Well. I have been released, though I am no wiser now than I was in my restriction.
Zezette and Danit came to see me just now, and I could read neither of them at all. Zezette apologized for keeping me so close and told me that I was free to go.
I was surprised. “Are there to be no consequences, then?” I had expected them—I still do, in fact. “I know what I did was wrong.”
For a moment, Zezette did not answer me. “What you did,” she said finally, “is beyond the experience of your seniors. Frankly, Asa’el, you should not have been able to do what you did—but you did. We have been considering what the ramifications of this may be, but we are no closer to answers than we were when we began. The only thing on which we agree is that it is unfair to deprive your charges of your guidance for so long without good reason. So we wish for you to return to work, and when we have made a decision, you will be told.”

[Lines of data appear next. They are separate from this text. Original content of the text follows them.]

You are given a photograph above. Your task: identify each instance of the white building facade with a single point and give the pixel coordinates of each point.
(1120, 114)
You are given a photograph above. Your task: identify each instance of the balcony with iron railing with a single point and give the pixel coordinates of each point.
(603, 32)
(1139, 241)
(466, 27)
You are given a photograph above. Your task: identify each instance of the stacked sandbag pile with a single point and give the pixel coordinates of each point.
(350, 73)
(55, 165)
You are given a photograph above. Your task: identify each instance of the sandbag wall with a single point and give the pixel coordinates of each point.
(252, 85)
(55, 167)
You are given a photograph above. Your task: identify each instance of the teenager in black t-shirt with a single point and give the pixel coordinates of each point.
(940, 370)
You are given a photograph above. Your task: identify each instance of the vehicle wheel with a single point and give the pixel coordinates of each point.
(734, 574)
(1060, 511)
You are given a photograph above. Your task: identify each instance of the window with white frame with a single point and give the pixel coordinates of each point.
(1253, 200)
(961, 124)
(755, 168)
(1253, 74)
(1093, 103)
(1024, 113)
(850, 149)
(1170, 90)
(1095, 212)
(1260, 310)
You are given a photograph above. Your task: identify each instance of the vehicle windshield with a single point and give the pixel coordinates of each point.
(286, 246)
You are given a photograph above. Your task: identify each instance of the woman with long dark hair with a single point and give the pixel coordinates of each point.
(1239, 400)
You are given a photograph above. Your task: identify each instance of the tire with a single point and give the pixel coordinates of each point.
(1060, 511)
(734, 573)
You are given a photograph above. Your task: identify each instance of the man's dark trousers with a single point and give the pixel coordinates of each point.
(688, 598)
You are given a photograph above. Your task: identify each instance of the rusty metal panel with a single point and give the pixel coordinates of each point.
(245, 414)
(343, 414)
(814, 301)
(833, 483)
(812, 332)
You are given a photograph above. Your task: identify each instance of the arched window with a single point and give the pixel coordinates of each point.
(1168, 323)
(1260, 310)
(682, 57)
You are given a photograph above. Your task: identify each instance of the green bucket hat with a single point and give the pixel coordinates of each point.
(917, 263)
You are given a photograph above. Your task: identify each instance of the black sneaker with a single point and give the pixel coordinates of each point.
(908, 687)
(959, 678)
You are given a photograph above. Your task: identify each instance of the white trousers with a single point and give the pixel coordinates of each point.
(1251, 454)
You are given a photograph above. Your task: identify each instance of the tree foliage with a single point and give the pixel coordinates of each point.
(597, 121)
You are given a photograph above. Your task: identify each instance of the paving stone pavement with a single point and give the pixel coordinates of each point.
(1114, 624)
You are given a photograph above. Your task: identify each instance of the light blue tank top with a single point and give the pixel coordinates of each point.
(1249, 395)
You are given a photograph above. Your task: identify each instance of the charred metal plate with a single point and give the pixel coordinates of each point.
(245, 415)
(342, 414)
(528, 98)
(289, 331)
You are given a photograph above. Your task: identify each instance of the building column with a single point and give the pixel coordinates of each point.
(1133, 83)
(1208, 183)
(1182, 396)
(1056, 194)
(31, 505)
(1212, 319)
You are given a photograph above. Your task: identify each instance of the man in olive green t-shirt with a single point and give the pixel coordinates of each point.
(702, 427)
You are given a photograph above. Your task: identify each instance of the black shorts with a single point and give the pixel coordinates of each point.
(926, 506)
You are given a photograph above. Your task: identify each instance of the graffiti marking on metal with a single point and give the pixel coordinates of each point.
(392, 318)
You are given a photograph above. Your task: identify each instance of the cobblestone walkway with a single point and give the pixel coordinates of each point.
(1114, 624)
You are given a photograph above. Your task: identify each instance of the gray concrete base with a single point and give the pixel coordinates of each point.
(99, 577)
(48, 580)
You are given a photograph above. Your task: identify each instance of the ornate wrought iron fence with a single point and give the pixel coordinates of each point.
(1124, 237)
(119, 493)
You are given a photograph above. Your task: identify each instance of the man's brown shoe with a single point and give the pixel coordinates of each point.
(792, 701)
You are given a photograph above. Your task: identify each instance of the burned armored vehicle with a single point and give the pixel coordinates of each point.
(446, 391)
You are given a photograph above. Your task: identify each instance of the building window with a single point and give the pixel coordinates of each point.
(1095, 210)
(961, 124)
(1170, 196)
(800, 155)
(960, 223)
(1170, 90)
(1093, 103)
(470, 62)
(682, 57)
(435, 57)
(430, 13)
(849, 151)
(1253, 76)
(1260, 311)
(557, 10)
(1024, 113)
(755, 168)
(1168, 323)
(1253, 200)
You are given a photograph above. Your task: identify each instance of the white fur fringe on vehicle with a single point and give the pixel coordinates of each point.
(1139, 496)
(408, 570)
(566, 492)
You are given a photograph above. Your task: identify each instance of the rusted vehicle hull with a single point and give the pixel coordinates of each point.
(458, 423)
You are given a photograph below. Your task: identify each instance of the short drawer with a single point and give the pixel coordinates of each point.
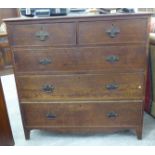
(52, 34)
(116, 31)
(82, 114)
(80, 87)
(81, 59)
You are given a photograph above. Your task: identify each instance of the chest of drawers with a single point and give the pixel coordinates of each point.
(80, 74)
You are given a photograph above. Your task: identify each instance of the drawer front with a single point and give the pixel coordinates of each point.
(81, 59)
(116, 31)
(80, 87)
(43, 34)
(82, 114)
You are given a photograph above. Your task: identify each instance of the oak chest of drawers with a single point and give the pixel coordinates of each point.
(80, 74)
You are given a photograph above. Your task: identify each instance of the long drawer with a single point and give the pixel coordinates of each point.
(82, 114)
(115, 31)
(51, 34)
(80, 59)
(81, 87)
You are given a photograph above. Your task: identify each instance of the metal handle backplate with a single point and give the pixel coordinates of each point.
(112, 114)
(113, 31)
(112, 58)
(42, 35)
(48, 88)
(45, 61)
(50, 115)
(111, 86)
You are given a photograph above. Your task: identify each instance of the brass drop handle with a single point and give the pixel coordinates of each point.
(113, 31)
(112, 58)
(45, 61)
(112, 114)
(50, 116)
(48, 88)
(111, 86)
(42, 35)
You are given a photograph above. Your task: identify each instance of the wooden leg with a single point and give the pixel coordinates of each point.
(27, 134)
(139, 133)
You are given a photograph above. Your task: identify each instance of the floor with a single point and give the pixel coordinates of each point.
(42, 138)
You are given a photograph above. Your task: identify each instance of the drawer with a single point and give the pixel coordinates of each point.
(52, 34)
(116, 31)
(81, 59)
(80, 87)
(82, 114)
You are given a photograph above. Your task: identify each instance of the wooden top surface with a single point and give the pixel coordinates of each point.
(83, 16)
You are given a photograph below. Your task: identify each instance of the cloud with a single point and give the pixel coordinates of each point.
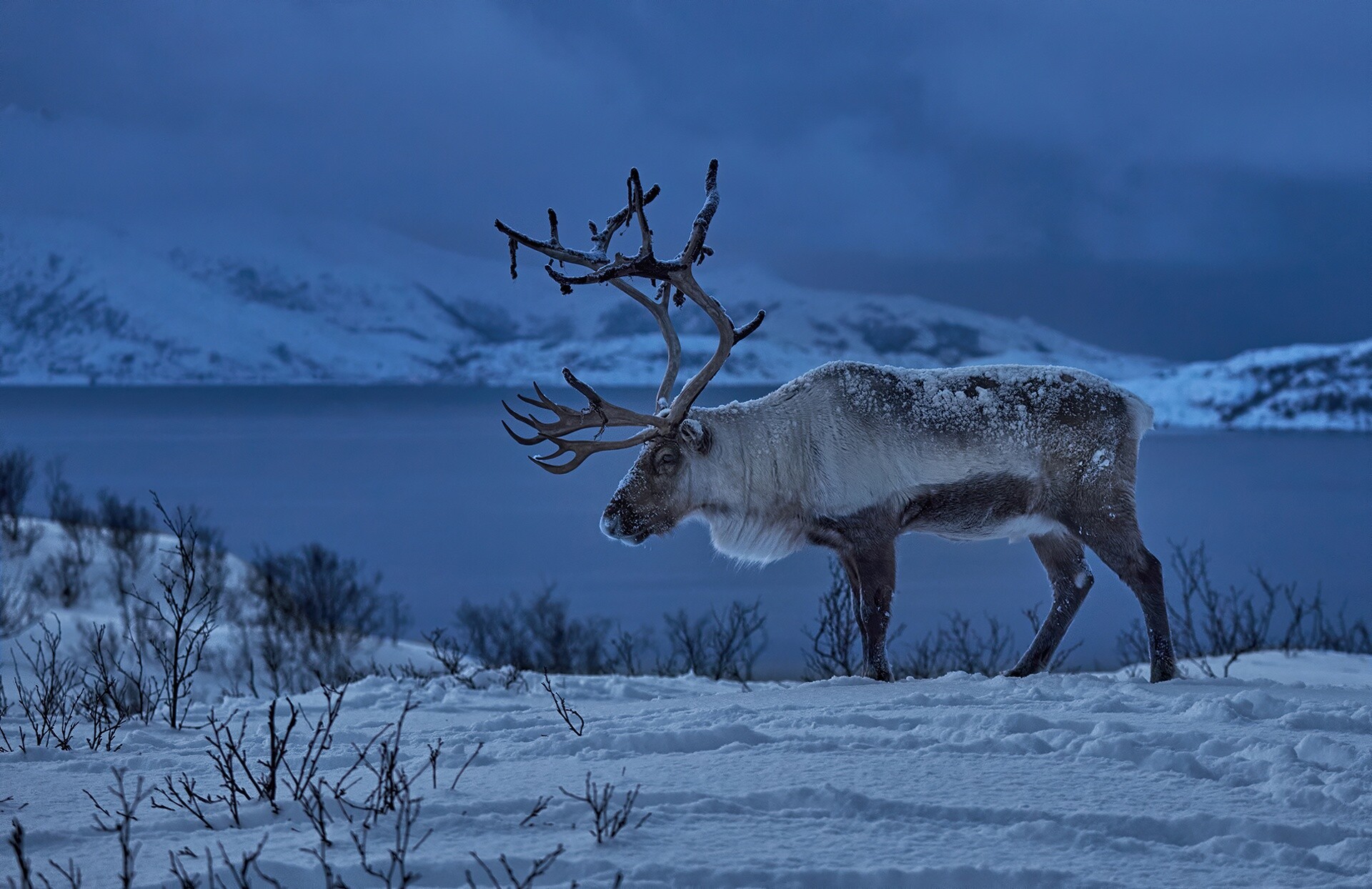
(1066, 132)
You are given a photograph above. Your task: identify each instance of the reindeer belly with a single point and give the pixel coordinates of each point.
(980, 508)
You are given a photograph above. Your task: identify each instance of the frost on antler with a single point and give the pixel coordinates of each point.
(678, 283)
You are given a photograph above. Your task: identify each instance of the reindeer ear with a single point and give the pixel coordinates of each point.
(695, 435)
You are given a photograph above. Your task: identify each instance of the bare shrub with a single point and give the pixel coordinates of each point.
(31, 877)
(182, 619)
(316, 608)
(607, 820)
(836, 640)
(958, 645)
(537, 869)
(120, 822)
(537, 635)
(720, 645)
(16, 482)
(1215, 627)
(128, 531)
(574, 720)
(51, 699)
(630, 652)
(106, 701)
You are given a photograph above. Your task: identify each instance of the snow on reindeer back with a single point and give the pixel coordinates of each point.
(1025, 404)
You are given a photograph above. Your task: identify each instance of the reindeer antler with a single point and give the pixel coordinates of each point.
(672, 273)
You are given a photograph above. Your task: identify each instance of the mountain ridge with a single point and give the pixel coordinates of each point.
(328, 302)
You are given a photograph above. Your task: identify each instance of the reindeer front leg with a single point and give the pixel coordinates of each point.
(872, 575)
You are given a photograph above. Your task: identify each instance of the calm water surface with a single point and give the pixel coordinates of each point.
(424, 486)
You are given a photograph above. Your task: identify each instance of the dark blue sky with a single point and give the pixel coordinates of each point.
(1180, 179)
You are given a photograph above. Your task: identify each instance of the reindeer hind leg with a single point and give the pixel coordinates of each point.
(1065, 562)
(1117, 541)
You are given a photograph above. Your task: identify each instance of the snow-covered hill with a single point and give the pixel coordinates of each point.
(324, 302)
(1294, 387)
(341, 304)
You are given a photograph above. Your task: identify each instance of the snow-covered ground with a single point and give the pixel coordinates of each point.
(249, 301)
(1261, 780)
(1097, 780)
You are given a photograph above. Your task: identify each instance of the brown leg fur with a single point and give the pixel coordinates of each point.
(1066, 564)
(872, 572)
(1120, 547)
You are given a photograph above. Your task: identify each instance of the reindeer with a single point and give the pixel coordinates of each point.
(850, 456)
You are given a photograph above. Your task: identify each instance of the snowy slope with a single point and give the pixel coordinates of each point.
(1084, 781)
(329, 302)
(246, 301)
(1294, 387)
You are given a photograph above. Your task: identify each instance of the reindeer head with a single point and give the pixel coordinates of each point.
(651, 497)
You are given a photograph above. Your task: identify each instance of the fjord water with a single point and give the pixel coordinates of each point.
(424, 486)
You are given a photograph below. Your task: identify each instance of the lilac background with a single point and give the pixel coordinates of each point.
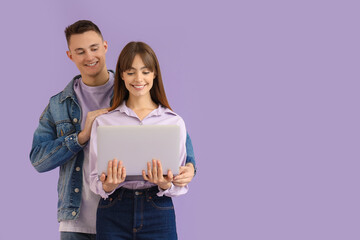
(268, 89)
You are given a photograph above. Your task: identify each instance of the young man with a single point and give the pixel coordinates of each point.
(65, 127)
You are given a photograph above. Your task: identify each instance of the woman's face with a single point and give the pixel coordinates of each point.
(139, 79)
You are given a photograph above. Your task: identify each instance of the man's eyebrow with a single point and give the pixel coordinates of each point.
(92, 45)
(78, 49)
(132, 68)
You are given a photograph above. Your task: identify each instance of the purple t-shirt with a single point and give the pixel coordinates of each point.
(90, 99)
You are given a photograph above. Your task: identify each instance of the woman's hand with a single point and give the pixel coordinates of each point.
(116, 174)
(155, 175)
(185, 176)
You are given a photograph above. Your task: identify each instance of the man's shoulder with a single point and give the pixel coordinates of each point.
(67, 92)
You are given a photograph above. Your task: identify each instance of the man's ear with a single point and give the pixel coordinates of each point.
(68, 53)
(105, 46)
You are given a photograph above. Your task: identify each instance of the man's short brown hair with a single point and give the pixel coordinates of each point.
(79, 27)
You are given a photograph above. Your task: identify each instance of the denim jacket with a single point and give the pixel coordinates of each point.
(55, 144)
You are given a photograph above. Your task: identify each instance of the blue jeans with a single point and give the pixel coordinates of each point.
(76, 236)
(136, 214)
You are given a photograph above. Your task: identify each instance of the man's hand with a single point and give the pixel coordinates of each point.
(84, 135)
(185, 176)
(155, 175)
(116, 174)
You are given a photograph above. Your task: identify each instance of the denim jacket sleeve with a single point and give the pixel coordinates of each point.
(54, 142)
(190, 158)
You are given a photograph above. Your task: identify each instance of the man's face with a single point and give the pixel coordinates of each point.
(87, 50)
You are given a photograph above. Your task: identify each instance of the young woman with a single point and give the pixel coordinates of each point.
(137, 209)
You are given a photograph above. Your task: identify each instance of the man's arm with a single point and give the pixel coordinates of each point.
(48, 150)
(188, 171)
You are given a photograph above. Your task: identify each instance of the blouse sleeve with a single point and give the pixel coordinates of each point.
(174, 191)
(95, 183)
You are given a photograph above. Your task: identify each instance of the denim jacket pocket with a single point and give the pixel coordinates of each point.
(64, 128)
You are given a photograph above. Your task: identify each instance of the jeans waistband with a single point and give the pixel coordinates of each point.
(132, 193)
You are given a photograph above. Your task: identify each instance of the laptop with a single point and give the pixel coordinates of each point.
(135, 145)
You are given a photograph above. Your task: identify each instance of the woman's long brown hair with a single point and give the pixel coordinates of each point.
(124, 63)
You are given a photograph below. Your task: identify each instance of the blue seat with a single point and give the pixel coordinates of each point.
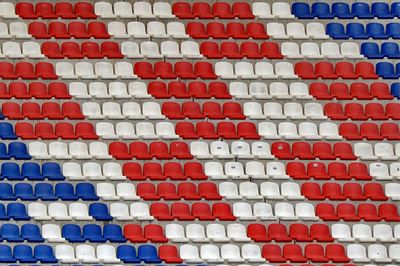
(17, 211)
(376, 31)
(341, 10)
(11, 171)
(371, 50)
(381, 10)
(31, 171)
(336, 31)
(10, 233)
(31, 233)
(65, 191)
(52, 171)
(24, 191)
(6, 254)
(7, 131)
(99, 211)
(93, 233)
(386, 70)
(301, 10)
(390, 50)
(148, 254)
(6, 192)
(127, 254)
(113, 233)
(393, 30)
(18, 151)
(321, 10)
(356, 31)
(86, 191)
(24, 254)
(45, 191)
(44, 254)
(72, 233)
(361, 10)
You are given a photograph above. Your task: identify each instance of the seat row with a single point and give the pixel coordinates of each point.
(249, 50)
(357, 111)
(36, 111)
(341, 10)
(74, 50)
(328, 50)
(369, 131)
(45, 191)
(356, 30)
(37, 90)
(63, 130)
(356, 90)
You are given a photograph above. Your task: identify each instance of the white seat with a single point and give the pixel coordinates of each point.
(282, 10)
(65, 254)
(196, 233)
(117, 30)
(85, 70)
(156, 29)
(256, 170)
(276, 170)
(285, 211)
(59, 150)
(189, 253)
(331, 50)
(170, 49)
(140, 211)
(131, 50)
(176, 30)
(107, 254)
(216, 233)
(150, 50)
(143, 9)
(175, 233)
(316, 30)
(104, 10)
(262, 10)
(19, 30)
(86, 254)
(243, 211)
(58, 211)
(310, 50)
(38, 211)
(137, 29)
(249, 190)
(162, 10)
(123, 10)
(190, 49)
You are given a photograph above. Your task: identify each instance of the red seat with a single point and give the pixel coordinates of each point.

And that was that. I did not feel that I had the right to ask any questions, but I have many. What did she mean, what I had done was beyond their experience? I have heard stories of angels embodying humans in time of emergency—why should there be stories if it was impossible? And of course it is only natural to assume that it is forbidden. It was at least something serious enough that they should restrict me to heaven for a time, but why then would they release me so easily? If I am not to be kept from my charges—not even Freya, for they said nothing about staying away from her—then what else could they do to me?
I have tried to speak to Danit, but she will not see me. None of our seniors are available, in fact, which worries me. I saw Lubos very briefly, and he did not seem angry with me, thankfully, but he too did not have the time to speak. As for the rest of my brothers and sisters, they are keeping a slight distance from me, looking at me with some puzzlement and awe. I understand, of course, but I wish it were not so.
I did not mean to do anything wrong, or to do something that would set me apart. I would never wish that. All I wanted was to protect her.